1. Logistic Regression
  1. Iris Dataset
  3. Logistic Regression with scikit-learn
  4. Logistic Regression with Keras
1. Gradient descent 
  1. Optimization
  2. Loss function
1. Neural Networks
  2. Logistic Regression again
  3. Neural Networks with hidden layers

In [None]:
import numpy as np
import matplotlib.pyplot as plt
import pandas as pd
import seaborn as sns

# Part 1  
# Before Neural Networks: Logistic Regression

# 1.1. Iris dataset

In [None]:
iris  = sns.load_dataset("iris")
iris.sample(5)

In [None]:
iris.shape

In [None]:
iris.species.value_counts()

<center><font size=7>Setosa</font></center> | <center><font size=7>**Versicolor**</font></center> | <center><font size=7> **Virginica** </font></center>
---|---|---
![setosa](../figures/img/setosa.jpg) | ![setosa](../figures/img/versicolor.jpg) | ![setosa](../figures/img/virginica.jpg)

In [None]:
sns.pairplot(iris , hue="species");

### Goal: knowing the petal width, predict if the iris is a virginica  

**Input** = petal width

**Question**: Is the iris sample a virginica?

**Output** =  False / True (equivalently 0 / 1)

In [None]:
iris['isVirginica'] = (iris['species'] == 'virginica').astype(int)
iris.sample(5)

In [None]:
fig, ax = plt.subplots( figsize=(12,7) )
iris.groupby('isVirginica').hist( column='petal_width' , ax = ax , bins=15 )
plt.legend( [ 'not virginca' , 'virginica' ] )
plt.xlabel('petal width')
plt.ylabel('number of samples')
plt.title('');

# Is the plant a virginica?
![guess the probabilities](../figures/img/probas1.png)

# Is the plant a virginica?
![guess the probabilities](../figures/img/probas2.png)

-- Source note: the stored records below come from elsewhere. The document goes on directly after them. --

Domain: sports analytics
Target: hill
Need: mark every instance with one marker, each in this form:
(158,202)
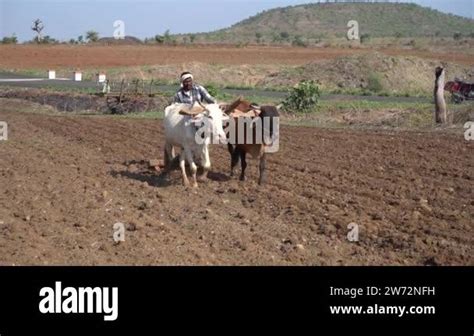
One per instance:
(312,22)
(373,71)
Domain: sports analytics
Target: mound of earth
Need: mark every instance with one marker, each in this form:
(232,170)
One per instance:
(71,102)
(127,40)
(373,71)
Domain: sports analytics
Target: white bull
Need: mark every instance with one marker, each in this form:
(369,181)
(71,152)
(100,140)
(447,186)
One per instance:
(192,133)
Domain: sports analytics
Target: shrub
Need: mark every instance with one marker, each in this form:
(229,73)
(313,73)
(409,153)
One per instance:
(374,84)
(303,97)
(9,40)
(298,42)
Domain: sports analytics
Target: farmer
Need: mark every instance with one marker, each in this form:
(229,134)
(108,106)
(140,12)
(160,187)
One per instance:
(191,93)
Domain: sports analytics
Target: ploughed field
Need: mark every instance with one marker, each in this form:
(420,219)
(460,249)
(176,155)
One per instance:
(66,180)
(17,57)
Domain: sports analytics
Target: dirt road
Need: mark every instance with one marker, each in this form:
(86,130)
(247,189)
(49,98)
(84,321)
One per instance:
(98,56)
(66,180)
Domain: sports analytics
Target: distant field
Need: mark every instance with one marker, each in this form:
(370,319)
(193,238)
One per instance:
(66,56)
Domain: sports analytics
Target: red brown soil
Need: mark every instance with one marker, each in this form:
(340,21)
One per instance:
(66,180)
(32,56)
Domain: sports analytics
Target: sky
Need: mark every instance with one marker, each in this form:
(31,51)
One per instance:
(146,18)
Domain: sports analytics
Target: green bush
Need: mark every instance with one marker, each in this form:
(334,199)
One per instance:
(9,40)
(375,84)
(303,97)
(298,42)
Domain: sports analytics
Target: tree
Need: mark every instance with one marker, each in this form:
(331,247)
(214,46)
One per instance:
(92,36)
(159,39)
(48,40)
(303,97)
(284,35)
(38,28)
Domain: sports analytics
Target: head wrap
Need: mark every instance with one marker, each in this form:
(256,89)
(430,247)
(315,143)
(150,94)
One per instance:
(186,76)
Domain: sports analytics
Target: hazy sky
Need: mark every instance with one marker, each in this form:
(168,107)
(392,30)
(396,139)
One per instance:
(145,18)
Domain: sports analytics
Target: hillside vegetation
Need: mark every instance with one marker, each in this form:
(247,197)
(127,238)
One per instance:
(311,23)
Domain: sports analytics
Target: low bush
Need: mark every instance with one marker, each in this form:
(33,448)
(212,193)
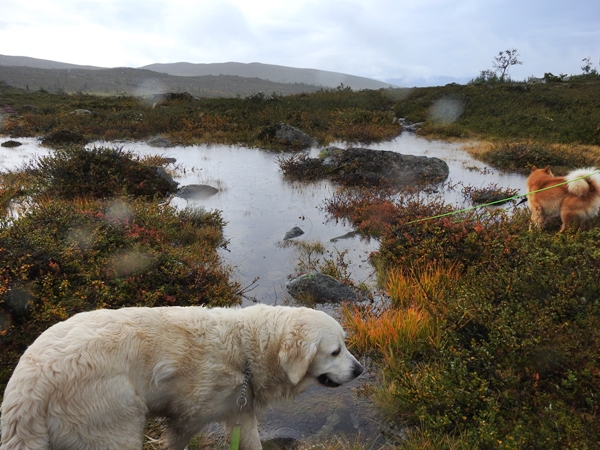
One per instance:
(513,361)
(99,172)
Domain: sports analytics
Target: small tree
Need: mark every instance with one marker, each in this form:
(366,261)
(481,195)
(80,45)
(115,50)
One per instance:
(587,67)
(504,60)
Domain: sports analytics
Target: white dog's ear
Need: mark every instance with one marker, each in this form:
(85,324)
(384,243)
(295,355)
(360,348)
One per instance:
(295,356)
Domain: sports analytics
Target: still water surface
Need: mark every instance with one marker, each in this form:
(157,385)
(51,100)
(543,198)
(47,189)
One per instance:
(260,206)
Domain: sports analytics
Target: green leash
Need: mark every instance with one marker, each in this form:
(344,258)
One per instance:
(236,432)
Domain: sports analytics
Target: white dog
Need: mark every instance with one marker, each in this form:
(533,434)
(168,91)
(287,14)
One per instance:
(92,381)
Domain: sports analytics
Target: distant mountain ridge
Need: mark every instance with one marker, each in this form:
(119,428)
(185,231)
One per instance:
(280,74)
(201,79)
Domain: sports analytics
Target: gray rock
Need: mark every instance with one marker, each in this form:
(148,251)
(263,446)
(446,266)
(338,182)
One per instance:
(18,302)
(289,135)
(361,166)
(11,144)
(196,191)
(162,173)
(159,141)
(82,112)
(294,232)
(322,288)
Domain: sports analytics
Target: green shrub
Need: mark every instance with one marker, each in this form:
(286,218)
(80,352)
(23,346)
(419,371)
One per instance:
(65,257)
(99,172)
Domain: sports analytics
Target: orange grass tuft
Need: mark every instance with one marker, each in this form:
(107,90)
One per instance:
(385,330)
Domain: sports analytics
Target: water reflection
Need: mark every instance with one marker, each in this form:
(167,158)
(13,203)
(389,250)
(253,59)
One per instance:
(260,206)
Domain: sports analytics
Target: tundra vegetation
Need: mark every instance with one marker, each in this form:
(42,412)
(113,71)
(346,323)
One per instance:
(488,335)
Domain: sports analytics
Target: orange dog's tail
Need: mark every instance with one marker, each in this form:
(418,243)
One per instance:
(583,182)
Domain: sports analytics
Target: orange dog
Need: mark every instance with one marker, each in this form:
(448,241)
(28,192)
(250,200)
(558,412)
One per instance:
(576,199)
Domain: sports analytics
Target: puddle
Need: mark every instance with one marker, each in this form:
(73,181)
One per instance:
(260,207)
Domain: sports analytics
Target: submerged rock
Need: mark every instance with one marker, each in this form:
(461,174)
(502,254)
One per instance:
(63,137)
(11,144)
(322,288)
(294,232)
(196,191)
(159,141)
(288,135)
(361,166)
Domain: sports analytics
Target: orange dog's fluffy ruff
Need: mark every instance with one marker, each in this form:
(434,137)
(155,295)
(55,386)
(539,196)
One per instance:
(575,198)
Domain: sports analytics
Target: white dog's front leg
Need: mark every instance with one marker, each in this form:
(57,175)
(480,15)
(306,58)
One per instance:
(250,439)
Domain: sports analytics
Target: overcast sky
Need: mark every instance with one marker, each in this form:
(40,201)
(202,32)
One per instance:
(414,42)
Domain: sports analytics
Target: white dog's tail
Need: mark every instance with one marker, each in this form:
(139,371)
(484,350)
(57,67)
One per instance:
(23,417)
(584,181)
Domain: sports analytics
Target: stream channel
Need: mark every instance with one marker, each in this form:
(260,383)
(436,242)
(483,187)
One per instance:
(260,206)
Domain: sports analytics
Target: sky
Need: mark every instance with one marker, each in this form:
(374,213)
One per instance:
(405,42)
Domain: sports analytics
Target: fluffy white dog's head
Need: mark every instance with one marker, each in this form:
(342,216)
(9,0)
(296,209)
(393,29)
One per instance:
(314,349)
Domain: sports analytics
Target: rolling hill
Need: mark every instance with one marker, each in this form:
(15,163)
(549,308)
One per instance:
(203,80)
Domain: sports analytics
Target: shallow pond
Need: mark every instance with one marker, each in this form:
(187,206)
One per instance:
(260,206)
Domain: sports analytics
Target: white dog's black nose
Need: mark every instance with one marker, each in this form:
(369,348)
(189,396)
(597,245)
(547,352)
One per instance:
(358,369)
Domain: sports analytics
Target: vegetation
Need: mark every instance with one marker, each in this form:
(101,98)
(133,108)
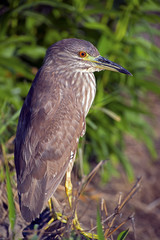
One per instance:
(124,31)
(121,30)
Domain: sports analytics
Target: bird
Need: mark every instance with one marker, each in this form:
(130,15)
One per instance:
(52,120)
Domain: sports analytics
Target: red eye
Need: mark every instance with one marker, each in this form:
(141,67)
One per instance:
(82,54)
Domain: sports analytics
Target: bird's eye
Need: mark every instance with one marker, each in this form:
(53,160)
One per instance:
(82,54)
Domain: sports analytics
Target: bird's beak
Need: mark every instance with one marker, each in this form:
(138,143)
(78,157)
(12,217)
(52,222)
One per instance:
(105,64)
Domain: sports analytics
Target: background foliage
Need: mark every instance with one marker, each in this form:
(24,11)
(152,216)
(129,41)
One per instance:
(123,31)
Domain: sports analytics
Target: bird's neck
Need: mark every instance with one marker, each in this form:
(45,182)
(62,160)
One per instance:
(84,87)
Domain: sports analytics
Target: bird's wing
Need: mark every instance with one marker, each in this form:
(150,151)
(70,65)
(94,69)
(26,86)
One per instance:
(50,125)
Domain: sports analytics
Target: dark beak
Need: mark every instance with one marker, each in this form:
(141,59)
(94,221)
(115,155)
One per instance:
(106,64)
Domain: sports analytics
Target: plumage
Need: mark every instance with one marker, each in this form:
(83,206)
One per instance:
(52,120)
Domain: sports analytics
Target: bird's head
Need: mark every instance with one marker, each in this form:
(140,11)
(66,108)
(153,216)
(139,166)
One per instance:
(79,55)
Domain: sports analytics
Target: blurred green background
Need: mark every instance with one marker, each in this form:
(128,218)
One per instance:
(123,31)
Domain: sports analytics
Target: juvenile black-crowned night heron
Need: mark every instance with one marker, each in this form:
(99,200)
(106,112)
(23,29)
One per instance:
(52,120)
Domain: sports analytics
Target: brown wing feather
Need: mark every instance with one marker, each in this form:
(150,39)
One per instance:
(49,125)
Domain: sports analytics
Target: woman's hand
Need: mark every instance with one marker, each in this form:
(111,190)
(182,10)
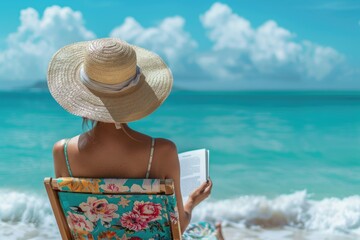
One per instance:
(200,194)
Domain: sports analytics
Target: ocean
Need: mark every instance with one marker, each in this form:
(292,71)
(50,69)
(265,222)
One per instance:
(282,162)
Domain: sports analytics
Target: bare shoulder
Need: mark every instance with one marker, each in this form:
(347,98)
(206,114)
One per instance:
(58,148)
(167,155)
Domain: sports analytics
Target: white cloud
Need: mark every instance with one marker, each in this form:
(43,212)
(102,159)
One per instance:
(29,49)
(168,39)
(267,52)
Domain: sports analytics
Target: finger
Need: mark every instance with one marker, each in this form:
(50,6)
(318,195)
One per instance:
(209,187)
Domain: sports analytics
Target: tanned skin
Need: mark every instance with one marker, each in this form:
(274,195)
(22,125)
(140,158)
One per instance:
(107,152)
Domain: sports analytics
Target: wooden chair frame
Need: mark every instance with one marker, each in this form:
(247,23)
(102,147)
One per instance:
(166,188)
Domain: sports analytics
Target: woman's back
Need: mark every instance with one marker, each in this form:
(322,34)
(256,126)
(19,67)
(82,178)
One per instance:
(113,154)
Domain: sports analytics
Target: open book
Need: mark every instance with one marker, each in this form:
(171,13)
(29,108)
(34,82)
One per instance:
(194,170)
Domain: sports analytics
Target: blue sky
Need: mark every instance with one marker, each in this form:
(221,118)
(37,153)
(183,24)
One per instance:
(208,44)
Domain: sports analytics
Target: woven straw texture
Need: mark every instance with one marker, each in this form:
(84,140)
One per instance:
(109,61)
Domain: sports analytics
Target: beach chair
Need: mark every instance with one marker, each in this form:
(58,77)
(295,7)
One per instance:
(135,209)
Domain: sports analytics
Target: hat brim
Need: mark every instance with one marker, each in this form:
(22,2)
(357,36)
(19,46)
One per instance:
(126,106)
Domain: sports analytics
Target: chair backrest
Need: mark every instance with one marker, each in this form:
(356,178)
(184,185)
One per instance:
(104,208)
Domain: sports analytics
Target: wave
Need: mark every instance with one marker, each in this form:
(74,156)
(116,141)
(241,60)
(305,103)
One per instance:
(293,210)
(29,216)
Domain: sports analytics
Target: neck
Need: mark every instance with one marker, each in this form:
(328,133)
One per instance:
(108,129)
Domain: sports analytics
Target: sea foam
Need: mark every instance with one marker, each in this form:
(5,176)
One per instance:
(29,216)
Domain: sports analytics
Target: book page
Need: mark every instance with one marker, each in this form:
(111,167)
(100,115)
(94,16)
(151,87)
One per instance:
(194,170)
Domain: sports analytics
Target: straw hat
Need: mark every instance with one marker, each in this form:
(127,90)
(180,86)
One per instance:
(108,80)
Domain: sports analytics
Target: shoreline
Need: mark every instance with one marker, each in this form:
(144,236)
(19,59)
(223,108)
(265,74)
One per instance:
(232,233)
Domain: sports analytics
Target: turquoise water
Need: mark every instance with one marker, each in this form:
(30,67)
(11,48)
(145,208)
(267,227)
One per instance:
(284,159)
(262,143)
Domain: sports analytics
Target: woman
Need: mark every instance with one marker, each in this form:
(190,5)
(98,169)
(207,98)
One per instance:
(111,83)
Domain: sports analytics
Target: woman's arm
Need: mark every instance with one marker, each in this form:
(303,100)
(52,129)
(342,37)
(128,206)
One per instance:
(172,167)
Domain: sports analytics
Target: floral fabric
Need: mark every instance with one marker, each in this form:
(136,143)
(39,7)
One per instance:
(92,216)
(141,214)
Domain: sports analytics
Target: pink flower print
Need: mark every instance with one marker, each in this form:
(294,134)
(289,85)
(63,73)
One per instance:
(173,218)
(114,185)
(148,211)
(133,221)
(78,222)
(95,209)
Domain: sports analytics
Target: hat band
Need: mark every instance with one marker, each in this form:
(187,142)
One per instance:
(109,88)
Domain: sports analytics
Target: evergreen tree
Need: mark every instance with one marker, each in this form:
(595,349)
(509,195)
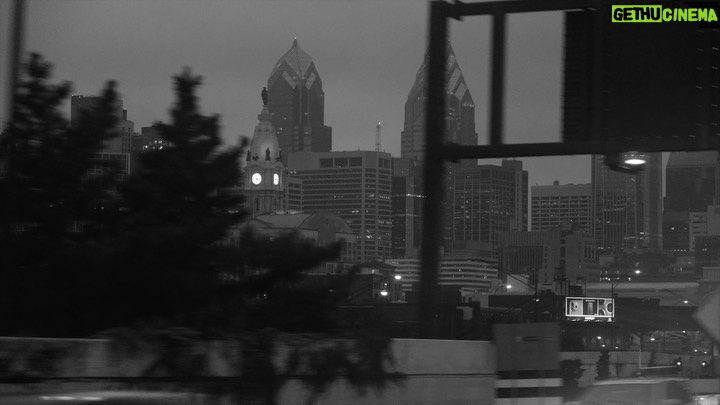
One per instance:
(47,200)
(168,232)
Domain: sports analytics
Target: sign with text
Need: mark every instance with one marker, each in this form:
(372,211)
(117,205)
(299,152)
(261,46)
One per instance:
(590,309)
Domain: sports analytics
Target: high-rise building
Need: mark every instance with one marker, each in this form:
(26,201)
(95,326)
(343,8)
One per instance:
(406,208)
(117,150)
(460,129)
(627,208)
(555,205)
(356,186)
(552,259)
(606,97)
(691,185)
(297,103)
(460,110)
(469,275)
(486,201)
(264,176)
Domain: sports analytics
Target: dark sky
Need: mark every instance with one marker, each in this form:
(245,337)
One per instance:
(367,54)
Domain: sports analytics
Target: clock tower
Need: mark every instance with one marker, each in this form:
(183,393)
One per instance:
(264,176)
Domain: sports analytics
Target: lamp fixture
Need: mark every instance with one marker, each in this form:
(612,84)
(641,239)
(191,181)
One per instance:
(634,158)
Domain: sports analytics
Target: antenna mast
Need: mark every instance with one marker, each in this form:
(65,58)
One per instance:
(377,137)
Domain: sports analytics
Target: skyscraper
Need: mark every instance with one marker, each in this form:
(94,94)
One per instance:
(460,129)
(406,208)
(356,186)
(297,103)
(459,104)
(486,201)
(264,176)
(116,150)
(691,185)
(553,206)
(627,208)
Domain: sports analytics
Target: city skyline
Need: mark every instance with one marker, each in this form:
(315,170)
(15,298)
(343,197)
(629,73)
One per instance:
(367,54)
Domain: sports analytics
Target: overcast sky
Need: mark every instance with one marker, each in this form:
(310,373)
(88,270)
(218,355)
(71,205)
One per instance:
(367,54)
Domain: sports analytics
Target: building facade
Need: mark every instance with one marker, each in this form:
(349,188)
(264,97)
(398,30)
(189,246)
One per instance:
(554,259)
(469,275)
(555,205)
(264,175)
(691,183)
(297,102)
(117,150)
(460,110)
(356,186)
(627,208)
(406,208)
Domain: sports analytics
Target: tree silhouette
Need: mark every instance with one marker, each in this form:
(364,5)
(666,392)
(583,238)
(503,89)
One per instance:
(48,200)
(603,365)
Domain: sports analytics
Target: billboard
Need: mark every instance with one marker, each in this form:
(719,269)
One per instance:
(590,309)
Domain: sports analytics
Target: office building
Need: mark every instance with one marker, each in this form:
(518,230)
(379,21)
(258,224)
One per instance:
(627,208)
(488,200)
(469,275)
(691,185)
(264,175)
(554,259)
(297,103)
(555,205)
(406,208)
(460,129)
(117,150)
(356,186)
(460,110)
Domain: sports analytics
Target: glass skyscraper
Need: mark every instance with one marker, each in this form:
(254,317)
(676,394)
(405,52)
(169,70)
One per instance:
(297,103)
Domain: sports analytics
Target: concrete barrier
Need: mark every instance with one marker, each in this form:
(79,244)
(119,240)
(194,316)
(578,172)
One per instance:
(441,372)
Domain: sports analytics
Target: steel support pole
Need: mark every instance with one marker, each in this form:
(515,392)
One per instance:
(16,43)
(434,168)
(497,79)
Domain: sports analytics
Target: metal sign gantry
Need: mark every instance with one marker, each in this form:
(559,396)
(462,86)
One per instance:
(437,150)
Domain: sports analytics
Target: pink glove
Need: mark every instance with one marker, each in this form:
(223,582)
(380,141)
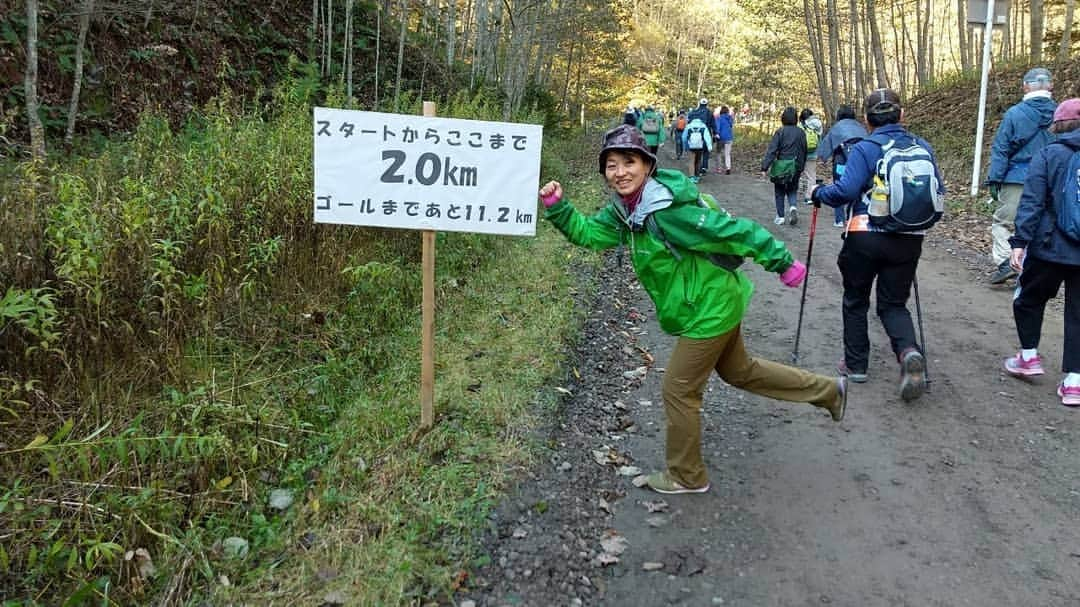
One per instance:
(551,199)
(794,274)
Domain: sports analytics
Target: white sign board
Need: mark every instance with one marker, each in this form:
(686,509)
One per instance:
(976,12)
(444,174)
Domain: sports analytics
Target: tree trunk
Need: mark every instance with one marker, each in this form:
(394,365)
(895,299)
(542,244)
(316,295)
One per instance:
(961,21)
(815,46)
(834,64)
(378,44)
(882,76)
(401,53)
(1036,31)
(88,8)
(1063,51)
(451,30)
(37,131)
(856,52)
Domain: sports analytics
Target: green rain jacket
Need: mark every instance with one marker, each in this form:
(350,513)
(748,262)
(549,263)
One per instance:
(693,296)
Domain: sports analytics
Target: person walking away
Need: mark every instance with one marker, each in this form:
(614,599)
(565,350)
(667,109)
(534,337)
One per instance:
(705,116)
(696,139)
(811,125)
(725,134)
(783,163)
(1045,251)
(835,145)
(677,130)
(651,124)
(1022,133)
(672,237)
(883,238)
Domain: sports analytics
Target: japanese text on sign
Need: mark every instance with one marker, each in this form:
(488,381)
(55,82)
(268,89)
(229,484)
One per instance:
(400,171)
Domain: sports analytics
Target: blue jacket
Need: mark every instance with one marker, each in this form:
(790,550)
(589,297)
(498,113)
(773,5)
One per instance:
(858,176)
(702,113)
(725,127)
(1022,133)
(1043,192)
(844,130)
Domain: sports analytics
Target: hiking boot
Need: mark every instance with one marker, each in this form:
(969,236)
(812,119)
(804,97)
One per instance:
(913,374)
(1003,272)
(841,367)
(1016,366)
(1069,394)
(662,483)
(837,407)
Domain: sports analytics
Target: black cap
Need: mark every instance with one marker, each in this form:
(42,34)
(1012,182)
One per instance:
(881,100)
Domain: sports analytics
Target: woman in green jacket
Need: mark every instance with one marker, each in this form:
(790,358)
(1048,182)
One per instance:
(686,256)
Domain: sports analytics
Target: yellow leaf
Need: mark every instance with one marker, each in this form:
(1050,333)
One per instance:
(37,442)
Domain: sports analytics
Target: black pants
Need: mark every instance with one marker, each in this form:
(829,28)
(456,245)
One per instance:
(891,259)
(1040,281)
(785,194)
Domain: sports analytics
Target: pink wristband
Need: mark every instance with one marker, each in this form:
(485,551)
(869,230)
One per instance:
(551,199)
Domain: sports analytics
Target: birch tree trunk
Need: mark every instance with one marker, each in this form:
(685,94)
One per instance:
(961,22)
(834,64)
(1036,31)
(401,54)
(856,51)
(1063,50)
(88,8)
(37,131)
(882,76)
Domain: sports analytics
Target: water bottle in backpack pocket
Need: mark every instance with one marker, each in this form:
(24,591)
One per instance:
(905,196)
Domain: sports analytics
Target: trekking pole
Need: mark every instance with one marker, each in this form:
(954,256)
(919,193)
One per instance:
(806,281)
(922,336)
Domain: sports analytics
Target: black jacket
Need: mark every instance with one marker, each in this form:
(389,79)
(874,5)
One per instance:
(787,142)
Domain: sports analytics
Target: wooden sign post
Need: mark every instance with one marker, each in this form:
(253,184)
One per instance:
(430,174)
(428,336)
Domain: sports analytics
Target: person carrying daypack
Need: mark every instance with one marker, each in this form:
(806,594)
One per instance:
(699,142)
(677,130)
(1045,251)
(651,124)
(1023,132)
(811,125)
(705,116)
(783,163)
(697,300)
(836,145)
(895,189)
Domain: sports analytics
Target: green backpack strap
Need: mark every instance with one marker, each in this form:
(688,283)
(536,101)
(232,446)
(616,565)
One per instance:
(729,262)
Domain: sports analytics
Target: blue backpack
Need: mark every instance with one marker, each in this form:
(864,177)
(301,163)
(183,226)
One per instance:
(1068,215)
(904,197)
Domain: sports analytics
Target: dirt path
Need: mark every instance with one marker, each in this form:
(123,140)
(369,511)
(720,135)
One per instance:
(969,496)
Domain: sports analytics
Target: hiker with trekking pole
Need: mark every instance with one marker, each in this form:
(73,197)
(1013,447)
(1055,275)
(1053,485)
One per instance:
(895,193)
(686,253)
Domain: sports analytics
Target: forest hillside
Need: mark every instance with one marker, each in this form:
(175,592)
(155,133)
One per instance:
(206,398)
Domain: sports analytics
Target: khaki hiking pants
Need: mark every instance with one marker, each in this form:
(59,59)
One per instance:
(1004,218)
(685,378)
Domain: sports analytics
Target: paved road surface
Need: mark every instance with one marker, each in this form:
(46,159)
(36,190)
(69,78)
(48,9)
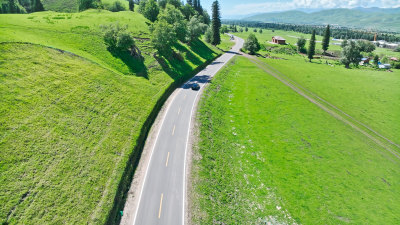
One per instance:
(163,193)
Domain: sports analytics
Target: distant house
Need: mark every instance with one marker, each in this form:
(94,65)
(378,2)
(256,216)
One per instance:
(279,40)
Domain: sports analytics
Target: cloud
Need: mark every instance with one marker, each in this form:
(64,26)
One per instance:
(272,6)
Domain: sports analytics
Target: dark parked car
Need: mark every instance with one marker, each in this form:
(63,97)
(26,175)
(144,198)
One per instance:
(195,86)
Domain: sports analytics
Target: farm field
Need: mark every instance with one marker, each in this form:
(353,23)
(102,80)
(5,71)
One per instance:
(370,96)
(72,112)
(266,154)
(291,38)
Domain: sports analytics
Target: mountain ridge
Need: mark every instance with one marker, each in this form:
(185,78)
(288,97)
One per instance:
(379,19)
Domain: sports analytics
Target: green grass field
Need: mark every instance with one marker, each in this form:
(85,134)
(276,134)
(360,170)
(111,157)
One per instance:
(291,38)
(60,6)
(266,154)
(370,96)
(72,112)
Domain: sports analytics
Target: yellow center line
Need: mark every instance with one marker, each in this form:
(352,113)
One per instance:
(159,211)
(166,163)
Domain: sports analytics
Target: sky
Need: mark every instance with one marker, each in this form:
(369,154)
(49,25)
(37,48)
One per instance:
(232,8)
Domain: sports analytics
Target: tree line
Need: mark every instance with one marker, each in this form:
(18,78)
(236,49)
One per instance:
(171,22)
(336,32)
(21,6)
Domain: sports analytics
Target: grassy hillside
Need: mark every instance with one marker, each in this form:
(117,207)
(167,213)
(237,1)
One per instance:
(382,19)
(291,38)
(61,6)
(73,113)
(267,155)
(371,96)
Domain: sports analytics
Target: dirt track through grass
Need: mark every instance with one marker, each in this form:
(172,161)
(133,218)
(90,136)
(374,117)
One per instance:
(334,111)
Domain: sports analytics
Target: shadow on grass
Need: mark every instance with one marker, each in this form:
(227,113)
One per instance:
(135,65)
(202,50)
(177,67)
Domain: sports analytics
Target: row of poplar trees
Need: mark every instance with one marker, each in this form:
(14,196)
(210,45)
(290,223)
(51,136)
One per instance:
(174,21)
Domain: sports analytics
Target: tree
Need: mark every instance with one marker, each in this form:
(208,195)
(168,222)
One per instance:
(195,28)
(36,6)
(175,18)
(206,17)
(326,39)
(376,60)
(208,36)
(149,9)
(188,11)
(311,47)
(88,4)
(344,43)
(301,45)
(351,54)
(131,5)
(252,44)
(216,23)
(195,4)
(224,29)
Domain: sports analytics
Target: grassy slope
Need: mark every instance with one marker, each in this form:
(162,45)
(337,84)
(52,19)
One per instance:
(268,155)
(69,124)
(373,97)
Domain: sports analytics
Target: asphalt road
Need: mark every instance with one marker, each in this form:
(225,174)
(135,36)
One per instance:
(163,194)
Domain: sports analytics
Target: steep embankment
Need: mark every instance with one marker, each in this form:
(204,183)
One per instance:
(73,119)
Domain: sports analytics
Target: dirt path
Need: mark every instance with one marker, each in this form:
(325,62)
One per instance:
(368,132)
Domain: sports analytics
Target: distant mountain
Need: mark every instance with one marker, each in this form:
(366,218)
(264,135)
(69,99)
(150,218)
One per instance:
(381,19)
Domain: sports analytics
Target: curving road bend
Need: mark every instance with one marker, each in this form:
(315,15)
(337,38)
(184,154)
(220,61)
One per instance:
(162,197)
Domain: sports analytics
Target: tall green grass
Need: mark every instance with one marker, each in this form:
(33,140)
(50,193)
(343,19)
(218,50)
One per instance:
(268,155)
(73,116)
(370,96)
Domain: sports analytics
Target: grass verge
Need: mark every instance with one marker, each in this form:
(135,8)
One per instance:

# Is the plant a virginica?
![guess the probabilities](../figures/img/probas3.png)

# Logistic Regression

<font size=6>
**Logistic Regression** returns a function 
<br><br>
$$ P: [0,3] \to [0,1]$$
</font>
* $x = $ petal width 
* $P(x) =$ estimate of the probability that the plant is a virginica.
<br><br>
$$0\leq P(x) \leq 1$$

# Sigmoid function
<br><br>
$$ \sigma : x \mapsto  \frac{1}{1+e^{-x}}$$

In [None]:
def sigmoid(x):
    return 1 / (1 + np.exp(-x))

In [None]:
plt.rc('xtick',labelsize='xx-large')
plt.rc('ytick',labelsize='xx-large')

In [None]:
#plt.rcParams
plt.rc('figure',figsize=(14,7))

In [None]:
x = np.arange(-5, 5, .01)
fig, ax = plt.subplots(figsize=(15,8))
plt.plot( x , sigmoid(x) , 'r--' , label='sigmoid' );  

In [None]:
fig, ax = plt.subplots(figsize=(15,8))
iris.groupby('isVirginica').hist(column='petal_width' , normed=True , ax=ax)
plt.legend(['not virginca', 'virginica'])
plt.plot(x, sigmoid(x) , 'r--' );

<font size=6>
**Logistic Regression** is a model depending on **parameters**:  **W** and **B**.  
    <br>
For an **input x** it  ouputs the probability
<br><br>
$$P_{W,B}(x) = \sigma(Wx+B)$$
where     
$$ \sigma : x \mapsto  \frac{1}{1+e^{-x}}$$
is the **sigmoid function **.   
</font>

## 1.2 Logistic Regression with Scikit-learn

In [None]:
from sklearn.linear_model import LogisticRegression
model = LogisticRegression()

In [None]:
model.fit( iris[['petal_width']] , iris['isVirginica'] )

In [None]:
w , b = model.coef_ , model.intercept_
print(w,b)


In [None]:
plt.rc('figure',figsize=(12,6))

In [None]:
petal_widths = np.arange(0,3,0.01)
predicted_proba = model.predict_proba(petal_widths.reshape(-1,1))[:,1]
plt.figure(figsize=(10,7))
plt.plot(petal_widths, predicted_proba, 'r--')
plt.xlabel('petal_width')
plt.ylabel('predicted probability');

In [None]:
fig, ax = plt.subplots(figsize=(13,8))
iris.groupby('isVirginica').hist(column='petal_width', normed=True, ax=ax, alpha=.8)
plt.legend(['not virginca', 'virginica'])
plt.plot(petal_widths, predicted_proba,'r--');

### How to evaluate the model?  

<font size=6>
$$ \textbf{Accuracy} = \frac{\text{number of samples correctly classified}}{\text{total number of samples}}$$
<size>

In [None]:
model.score( iris[['petal_width']] , iris['isVirginica'] )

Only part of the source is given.